# Anchor issues



## niloc_king (Jun 10, 2009)

Hello. in the past few weeks i have been trying to get my grouping better after i have received my new bow. it seems no matter how hard i try i cannot find a comfortable anchor point and i am constantly moving my peep sight. my chin is always bumping the arrow off the rest. i need some advice on how to get a consistant anchor and some tips on how to place my peep sight in relation to my nocking point. 

Much appreciated. 
Colin King


----------



## nuts&bolts (Mar 25, 2005)

niloc_king said:


> Hello. in the past few weeks i have been trying to get my grouping better after i have received my new bow. it seems no matter how hard i try i cannot find a comfortable anchor point and i am constantly moving my peep sight. my chin is always bumping the arrow off the rest. i need some advice on how to get a consistant anchor and some tips on how to place my peep sight in relation to my nocking point.
> 
> Much appreciated.
> Colin King


Hello Colin:

Please post a picture.

Ideally,
aim at a target at YOUR shoulder height.

When you do this,
the arrow will be dead level (horizontal).
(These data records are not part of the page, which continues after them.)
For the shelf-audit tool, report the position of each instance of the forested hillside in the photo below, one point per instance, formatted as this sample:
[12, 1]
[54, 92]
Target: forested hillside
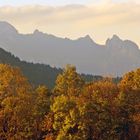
[38, 74]
[72, 110]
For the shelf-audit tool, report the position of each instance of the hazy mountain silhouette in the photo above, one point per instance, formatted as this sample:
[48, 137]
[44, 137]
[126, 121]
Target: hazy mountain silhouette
[39, 73]
[116, 57]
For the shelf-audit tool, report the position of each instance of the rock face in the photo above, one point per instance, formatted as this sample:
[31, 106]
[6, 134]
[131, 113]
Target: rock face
[116, 57]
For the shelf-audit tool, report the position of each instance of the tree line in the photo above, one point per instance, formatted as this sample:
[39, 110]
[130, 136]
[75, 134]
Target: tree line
[72, 110]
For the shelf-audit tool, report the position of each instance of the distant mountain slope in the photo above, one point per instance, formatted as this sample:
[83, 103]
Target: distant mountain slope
[36, 73]
[39, 73]
[114, 58]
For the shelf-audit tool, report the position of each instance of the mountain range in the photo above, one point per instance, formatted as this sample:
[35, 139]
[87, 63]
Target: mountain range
[115, 57]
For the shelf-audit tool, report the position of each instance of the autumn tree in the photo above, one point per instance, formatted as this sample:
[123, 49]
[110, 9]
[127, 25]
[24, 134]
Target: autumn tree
[15, 104]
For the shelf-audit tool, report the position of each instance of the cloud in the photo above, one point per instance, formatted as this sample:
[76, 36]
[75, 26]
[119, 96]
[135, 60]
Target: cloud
[99, 20]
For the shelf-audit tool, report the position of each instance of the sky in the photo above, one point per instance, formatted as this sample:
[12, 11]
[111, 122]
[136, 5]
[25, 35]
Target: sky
[75, 18]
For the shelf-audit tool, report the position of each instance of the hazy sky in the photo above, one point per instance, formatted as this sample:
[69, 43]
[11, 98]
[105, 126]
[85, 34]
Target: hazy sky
[74, 18]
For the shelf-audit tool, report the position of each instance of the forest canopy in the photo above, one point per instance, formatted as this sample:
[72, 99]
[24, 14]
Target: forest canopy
[72, 110]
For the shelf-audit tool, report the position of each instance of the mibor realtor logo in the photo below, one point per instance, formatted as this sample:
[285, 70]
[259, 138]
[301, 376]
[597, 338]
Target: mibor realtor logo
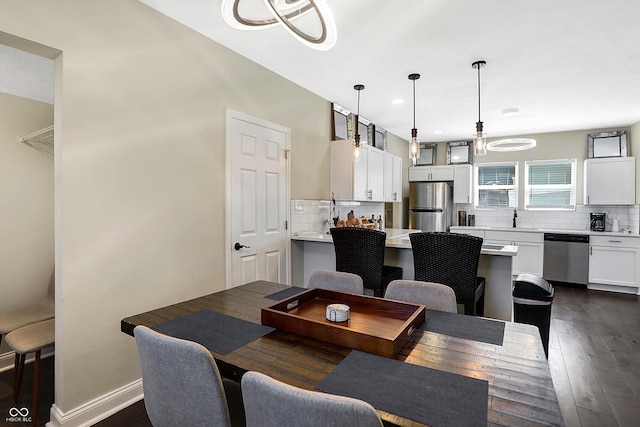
[18, 415]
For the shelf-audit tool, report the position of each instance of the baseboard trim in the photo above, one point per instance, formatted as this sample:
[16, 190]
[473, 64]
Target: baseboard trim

Please have the photographer post up a head to toe photo,
and
a upper body photo.


Example head to toe photo.











Example of an upper body photo.


----------



## nuts&bolts (Mar 25, 2005)

Your facial anchor touch points will depend on...

a) short or long ATA bow?

b) handle release or wrist strap release?

c) do you have a short nose or a long nose?
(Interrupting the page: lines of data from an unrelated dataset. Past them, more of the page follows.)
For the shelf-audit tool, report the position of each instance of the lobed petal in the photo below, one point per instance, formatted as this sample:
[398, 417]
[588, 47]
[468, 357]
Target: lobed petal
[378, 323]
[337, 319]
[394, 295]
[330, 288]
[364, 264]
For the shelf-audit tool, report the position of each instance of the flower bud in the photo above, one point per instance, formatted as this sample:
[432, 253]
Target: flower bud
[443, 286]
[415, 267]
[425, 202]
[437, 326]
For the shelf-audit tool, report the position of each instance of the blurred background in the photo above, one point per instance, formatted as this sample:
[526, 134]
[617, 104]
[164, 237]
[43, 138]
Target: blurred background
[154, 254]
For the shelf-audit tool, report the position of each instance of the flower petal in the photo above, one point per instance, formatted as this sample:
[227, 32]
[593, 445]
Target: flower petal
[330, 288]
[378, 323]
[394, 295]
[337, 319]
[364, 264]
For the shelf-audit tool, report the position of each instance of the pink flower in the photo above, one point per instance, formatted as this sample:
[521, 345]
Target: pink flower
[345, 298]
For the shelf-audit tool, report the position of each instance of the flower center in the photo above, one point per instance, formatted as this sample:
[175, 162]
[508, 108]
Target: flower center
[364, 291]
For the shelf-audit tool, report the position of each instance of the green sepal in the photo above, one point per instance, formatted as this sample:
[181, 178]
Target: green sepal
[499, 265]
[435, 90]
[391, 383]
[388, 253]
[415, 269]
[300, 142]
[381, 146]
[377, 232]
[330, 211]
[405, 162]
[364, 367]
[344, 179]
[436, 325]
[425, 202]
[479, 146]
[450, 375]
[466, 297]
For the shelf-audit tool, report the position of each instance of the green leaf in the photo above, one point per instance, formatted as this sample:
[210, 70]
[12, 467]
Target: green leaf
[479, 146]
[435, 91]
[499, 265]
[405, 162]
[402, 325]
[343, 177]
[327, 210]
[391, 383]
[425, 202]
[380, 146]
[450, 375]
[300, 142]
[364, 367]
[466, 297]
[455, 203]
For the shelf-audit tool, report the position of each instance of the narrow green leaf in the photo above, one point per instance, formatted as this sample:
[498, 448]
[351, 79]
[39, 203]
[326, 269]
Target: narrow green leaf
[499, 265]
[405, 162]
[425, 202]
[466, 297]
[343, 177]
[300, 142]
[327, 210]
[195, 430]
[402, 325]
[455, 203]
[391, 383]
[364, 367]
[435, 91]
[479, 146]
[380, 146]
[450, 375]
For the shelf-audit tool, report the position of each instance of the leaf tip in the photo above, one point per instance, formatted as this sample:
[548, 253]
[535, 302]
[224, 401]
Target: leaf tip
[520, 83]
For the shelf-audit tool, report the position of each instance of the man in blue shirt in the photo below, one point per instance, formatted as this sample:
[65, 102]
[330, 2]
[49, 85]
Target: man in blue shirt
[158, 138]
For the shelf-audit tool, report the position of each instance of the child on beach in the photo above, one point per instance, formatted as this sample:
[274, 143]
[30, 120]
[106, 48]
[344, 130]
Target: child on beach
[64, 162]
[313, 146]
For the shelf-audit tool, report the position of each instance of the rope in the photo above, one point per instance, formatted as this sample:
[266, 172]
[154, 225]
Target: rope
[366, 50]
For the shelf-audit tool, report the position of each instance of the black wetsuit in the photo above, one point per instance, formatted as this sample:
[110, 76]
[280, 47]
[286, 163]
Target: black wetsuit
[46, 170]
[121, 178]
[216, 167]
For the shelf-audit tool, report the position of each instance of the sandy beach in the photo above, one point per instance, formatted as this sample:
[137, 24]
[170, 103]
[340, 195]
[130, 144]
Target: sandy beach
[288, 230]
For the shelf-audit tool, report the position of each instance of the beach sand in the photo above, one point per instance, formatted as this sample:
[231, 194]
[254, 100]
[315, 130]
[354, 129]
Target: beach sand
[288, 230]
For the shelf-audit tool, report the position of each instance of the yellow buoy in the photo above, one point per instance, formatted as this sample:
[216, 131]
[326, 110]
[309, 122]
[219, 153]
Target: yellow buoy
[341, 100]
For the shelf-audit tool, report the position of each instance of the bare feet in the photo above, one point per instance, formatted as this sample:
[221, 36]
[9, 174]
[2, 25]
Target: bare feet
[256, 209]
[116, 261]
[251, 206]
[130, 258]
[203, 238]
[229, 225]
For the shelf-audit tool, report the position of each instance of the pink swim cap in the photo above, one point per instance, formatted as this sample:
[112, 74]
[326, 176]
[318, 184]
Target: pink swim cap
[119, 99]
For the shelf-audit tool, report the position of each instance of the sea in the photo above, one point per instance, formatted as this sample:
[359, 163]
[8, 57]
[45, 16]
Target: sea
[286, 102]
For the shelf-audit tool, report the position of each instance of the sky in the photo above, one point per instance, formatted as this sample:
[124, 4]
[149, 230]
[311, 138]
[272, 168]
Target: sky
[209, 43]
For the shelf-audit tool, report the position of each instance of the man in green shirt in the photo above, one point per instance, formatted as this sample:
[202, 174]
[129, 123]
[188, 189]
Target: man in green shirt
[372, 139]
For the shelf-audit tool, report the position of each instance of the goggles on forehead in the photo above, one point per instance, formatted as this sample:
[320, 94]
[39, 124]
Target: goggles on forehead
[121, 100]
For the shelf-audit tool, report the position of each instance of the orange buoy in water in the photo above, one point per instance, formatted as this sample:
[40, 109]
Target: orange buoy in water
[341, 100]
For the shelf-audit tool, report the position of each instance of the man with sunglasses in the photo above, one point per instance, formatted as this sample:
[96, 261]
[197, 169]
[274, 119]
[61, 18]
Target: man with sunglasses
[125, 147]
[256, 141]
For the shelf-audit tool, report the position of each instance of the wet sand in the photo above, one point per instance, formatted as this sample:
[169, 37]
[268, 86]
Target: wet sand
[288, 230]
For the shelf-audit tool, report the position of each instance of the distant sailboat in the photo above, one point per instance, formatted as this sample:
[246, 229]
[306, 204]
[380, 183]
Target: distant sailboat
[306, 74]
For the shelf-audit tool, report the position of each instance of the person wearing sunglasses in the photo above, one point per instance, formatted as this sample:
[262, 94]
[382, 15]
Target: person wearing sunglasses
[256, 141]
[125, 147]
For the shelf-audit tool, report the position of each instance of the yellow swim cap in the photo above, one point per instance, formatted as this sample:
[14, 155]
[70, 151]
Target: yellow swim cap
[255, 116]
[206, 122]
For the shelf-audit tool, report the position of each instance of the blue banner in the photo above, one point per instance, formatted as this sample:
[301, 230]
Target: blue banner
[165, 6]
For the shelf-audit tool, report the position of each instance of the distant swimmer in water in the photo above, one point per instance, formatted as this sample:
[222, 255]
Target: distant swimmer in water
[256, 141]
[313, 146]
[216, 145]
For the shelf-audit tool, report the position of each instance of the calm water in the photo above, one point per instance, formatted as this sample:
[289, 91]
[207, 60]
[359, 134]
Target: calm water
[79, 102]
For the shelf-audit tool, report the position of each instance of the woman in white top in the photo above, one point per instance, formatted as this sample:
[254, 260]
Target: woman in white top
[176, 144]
d) do you have a short face or a long face?

e) string angle (which is a result of long or short ATA)

f) do you use a kisser button or not?


----------



## nuts&bolts (Mar 25, 2005)

Peep sight position...
depends on


a) what is the maximum distance you shoot?

20 yds max?
80 yds max?

100 yds (also known as 90 meters) max?

and

wrist strap or handle release?


----------



## niloc_king (Jun 10, 2009)

Nuts&bolts i will post some pictures of myself as soon as i get some taken i will also get a good facial picture to show dimension. my max distance is 90m and i have a long ata bow 41 3/4 inch hoyt contender elite.


----------